One masterful comedic work that wasn’t ever broadcast, but that luckily can be seen online, is the 1971 Woody Allen satire Men of Crisis: The Harvey Wallinger Story. It is a thinly veiled spoof of Henry Kissinger, President Nixon’s controversial national security advisor. The 25-minute film was set to air on PBS, but with the Nixon administration already threatening to pull funding from PBS, the network self-censored.

Thirty-five years later, Stephen Colbert tore into President Bush at the 2006 White House Correspondents Dinner. Several Bush aides walked out during the performance, a historic first: “No comedian had ever dared criticize the president to his face,” Nesteroff writes. Major coverage of that evening barely mentioned Colbert’s performance, but the video caught fire on the Internet. Allison Silverman, a head writer and executive producer of the Colbert Report, noted, “the reaction to that speech was a lesson on how many people wanted a voice of criticism at that moment in time.” In some ways, freedom of expression has benefited from the fragmentation of TV and the advent of the Internet: Somebody, somewhere, will carry your message. The once-long arms of traditional censorship have been clipped by the possibilities of consumption among stiff, and multitudinous, competition. The idea of a “mainstream” audience has now forked into a thousand rivulets.

The competing narratives of Allen’s mockumentary and Colbert’s performance illustrate more than anything else just how far comedy has traveled in the past 100 years. Americans have come to take funny very seriously, and funny has many different interpretations. We embrace the idea that comedy is a right: the right to taunt, to mock, to satirize, and to deride. But every laugh today produces a discomfiting echo.

The recent controversies regarding allegedly insensitive comedic material underscores this: Amy Schumer and accusations of racism in her stand-up; Trevor Noah and allegations of anti-Semitism in his tweets; Lena Dunham being condemned as a self-hating Jew for a humor piece in the New Yorker. One incident in particular suggests how comedy reflects the deep and still unresolved history of our country: On a recent Marc Maron podcast, Wyatt Cenac discussed an argument he had with Jon Stewart while he was a writer on the Daily Show. Stewart had done an impression of Herman Cain that Cenac felt hearkened back to “Kingfish,” a character from Amos ’n’ Andy. Stewart disagreed. Media outlets from Entertainment Weekly to the New York Times felt this quibble, gleaned from a podcast, was revelatory enough to print.

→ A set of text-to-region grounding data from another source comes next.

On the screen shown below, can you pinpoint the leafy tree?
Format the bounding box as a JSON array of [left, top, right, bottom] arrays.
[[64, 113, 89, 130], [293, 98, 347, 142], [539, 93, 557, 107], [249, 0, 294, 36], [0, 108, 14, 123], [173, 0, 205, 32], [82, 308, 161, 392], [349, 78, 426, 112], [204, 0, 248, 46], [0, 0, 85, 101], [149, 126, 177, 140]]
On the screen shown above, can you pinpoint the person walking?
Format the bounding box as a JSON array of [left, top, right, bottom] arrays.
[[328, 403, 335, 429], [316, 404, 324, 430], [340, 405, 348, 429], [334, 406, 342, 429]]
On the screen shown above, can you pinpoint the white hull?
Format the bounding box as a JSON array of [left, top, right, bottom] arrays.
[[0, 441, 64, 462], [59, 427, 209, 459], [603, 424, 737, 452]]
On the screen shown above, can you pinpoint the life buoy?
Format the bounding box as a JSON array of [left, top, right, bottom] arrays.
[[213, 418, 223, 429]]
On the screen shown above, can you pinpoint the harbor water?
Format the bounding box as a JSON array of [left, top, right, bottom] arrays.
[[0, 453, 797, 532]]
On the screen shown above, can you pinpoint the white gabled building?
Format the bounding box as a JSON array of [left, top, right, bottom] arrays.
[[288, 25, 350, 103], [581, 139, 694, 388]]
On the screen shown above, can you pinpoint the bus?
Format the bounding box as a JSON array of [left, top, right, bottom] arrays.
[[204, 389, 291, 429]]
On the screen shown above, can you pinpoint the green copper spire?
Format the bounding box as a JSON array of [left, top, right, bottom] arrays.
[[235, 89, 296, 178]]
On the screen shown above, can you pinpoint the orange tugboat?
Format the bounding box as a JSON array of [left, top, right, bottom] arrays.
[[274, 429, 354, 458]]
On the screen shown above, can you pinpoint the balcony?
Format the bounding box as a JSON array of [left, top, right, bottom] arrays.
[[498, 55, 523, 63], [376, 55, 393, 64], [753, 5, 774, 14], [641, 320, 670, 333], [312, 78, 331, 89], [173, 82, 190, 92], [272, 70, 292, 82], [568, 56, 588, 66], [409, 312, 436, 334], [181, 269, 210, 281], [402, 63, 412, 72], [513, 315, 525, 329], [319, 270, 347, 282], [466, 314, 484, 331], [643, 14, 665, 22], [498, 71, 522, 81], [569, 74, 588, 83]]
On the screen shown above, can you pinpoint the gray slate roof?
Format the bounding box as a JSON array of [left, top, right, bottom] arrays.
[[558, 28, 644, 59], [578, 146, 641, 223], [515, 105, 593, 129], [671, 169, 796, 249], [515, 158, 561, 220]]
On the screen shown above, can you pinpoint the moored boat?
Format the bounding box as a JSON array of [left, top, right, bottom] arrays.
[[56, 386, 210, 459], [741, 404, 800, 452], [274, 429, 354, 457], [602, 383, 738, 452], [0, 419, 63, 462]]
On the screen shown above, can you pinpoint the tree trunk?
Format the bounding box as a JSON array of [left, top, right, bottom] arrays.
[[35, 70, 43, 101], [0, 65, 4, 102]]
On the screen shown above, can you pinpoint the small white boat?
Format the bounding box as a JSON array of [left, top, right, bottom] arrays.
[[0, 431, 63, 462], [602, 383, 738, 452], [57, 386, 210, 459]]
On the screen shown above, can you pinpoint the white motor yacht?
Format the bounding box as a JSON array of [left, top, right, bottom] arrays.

By the end of Nesteroff’s book, we understand that comedy does more than make us laugh. It allows us to confront ourselves in a mirror—even if it does come from a funhouse—and take a measure of where we stand. Nesteroff ’s colorful prose and deep research let us hold up that looking glass and see a better reflection of who we are, how far we’ve come, how fragmented our image is, and what good and bad travel companions we’ve had along the way.